Elle prescrit (Deutéronome, 23, 16, etc.): «Tu ne livreras pas à son maître un esclave qui s'est échappé de son maître vers vous. Il habitera avec vous, même parmi vous, dans le lieu qu'il pourra choisir dans l'une de vos portes, où il préférera: vous ne blesserez pas ses sentiments ».
Si cest la mesure de lamour et de la sollicitude philanthropique que létranger complet pouvait légitimement attendre, sur la base de la Loi Divine, juste parce quil était un être humain et totalement sans défense, ce nest que logique de déduire que la Loi qui commande le Juif de prendre soin de son frère non-Juif, qui a renoncé à l'idolâtrie - un «étranger vivant avec toi» - ne signifie pas restreindre ses directives d'aide charitable au frère déjà tombé.

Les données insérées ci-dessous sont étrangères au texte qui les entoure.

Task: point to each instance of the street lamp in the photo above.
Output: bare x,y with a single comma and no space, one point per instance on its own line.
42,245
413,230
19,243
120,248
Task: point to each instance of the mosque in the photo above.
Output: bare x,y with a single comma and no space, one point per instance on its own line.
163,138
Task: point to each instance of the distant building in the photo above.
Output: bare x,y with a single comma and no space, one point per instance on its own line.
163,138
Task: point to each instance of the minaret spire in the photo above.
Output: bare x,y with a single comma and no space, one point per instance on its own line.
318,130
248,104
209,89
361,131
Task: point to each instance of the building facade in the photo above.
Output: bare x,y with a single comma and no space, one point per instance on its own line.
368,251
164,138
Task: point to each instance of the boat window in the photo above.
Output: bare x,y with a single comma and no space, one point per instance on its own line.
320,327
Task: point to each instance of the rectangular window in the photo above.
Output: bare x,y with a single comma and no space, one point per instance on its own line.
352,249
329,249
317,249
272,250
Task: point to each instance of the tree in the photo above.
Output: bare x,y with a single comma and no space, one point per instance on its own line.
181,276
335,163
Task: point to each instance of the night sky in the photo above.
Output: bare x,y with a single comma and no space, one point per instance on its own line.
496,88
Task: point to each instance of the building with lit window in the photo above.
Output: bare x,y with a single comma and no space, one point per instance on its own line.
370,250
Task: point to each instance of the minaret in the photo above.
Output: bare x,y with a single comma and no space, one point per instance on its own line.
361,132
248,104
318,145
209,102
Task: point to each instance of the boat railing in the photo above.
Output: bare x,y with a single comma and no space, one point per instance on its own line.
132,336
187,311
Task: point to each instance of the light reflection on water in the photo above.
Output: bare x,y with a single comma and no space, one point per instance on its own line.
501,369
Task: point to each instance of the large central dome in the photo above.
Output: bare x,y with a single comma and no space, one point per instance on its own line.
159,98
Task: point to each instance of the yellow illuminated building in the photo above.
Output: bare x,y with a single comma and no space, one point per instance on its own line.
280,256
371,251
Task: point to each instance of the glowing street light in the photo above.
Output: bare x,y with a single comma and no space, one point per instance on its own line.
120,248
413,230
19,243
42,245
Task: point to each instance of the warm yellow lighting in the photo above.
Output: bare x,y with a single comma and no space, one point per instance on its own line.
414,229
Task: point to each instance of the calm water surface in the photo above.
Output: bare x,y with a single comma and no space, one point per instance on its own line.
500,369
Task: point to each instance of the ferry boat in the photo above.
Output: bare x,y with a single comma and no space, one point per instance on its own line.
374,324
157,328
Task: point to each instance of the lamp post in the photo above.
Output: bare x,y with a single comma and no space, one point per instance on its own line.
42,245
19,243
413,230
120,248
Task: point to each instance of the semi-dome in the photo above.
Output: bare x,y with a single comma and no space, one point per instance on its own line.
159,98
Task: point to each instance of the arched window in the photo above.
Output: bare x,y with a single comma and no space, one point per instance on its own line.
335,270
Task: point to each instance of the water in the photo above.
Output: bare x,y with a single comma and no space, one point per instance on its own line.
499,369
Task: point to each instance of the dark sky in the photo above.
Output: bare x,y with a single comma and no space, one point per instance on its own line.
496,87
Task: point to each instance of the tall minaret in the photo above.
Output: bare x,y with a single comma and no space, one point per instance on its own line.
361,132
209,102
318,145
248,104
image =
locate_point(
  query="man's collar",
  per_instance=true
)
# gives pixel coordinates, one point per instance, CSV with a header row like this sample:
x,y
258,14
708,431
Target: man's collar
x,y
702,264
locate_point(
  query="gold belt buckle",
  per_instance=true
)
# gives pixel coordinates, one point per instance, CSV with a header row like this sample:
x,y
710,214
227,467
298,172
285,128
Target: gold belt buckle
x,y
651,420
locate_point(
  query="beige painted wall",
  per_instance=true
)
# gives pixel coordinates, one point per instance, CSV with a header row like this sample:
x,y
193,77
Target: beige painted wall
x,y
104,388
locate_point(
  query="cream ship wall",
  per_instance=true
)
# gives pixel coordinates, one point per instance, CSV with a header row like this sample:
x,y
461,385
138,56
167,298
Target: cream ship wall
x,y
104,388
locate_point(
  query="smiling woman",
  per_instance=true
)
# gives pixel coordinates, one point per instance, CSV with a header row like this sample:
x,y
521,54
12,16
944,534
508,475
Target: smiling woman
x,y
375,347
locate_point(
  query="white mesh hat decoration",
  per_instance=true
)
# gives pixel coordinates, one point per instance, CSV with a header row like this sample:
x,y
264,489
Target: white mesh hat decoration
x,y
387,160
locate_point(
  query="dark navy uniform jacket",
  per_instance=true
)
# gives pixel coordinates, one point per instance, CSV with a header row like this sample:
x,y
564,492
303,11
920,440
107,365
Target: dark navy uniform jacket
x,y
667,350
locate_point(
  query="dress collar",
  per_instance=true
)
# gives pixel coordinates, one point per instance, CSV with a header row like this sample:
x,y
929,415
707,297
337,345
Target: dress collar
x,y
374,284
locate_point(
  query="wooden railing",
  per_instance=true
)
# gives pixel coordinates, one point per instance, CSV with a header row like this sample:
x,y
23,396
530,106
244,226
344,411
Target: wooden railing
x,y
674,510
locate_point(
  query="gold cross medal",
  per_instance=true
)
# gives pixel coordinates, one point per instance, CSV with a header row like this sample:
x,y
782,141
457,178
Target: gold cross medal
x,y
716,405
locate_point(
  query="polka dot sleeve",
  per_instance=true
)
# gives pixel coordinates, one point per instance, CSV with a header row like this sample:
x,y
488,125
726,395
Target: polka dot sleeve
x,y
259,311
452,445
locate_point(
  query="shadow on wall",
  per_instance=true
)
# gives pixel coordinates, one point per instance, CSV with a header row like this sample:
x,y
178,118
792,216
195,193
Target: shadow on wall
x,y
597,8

Au contraire, il lui faut également soccuper dun frère «à fortune réduite» « moins fortuné », qui peut encore se maintenir soi-même «à vos côtés» et qui na pas encore besoin dadmirer son compagnon Juif comme son généreux protecteur et son noble bienfaiteur. Car il est noble de relever ceux qui sont tombés, mais il est Divin de les empêcher de tomber. Et avec cette conviction, il est très caractéristique que la Torah insère, dans cette loi, l'idée de veiller à l'entretien du résidant non juif: «Et quand» - lit-on dans Lévitique, 25, 35 - «ton frère est entrain de perdre sa fortune et il trébuche à tes côtés, alors soutiens-le, même s'il n'est qu'un étranger devenu un résidant, afin quil puisse vivre avec toi ».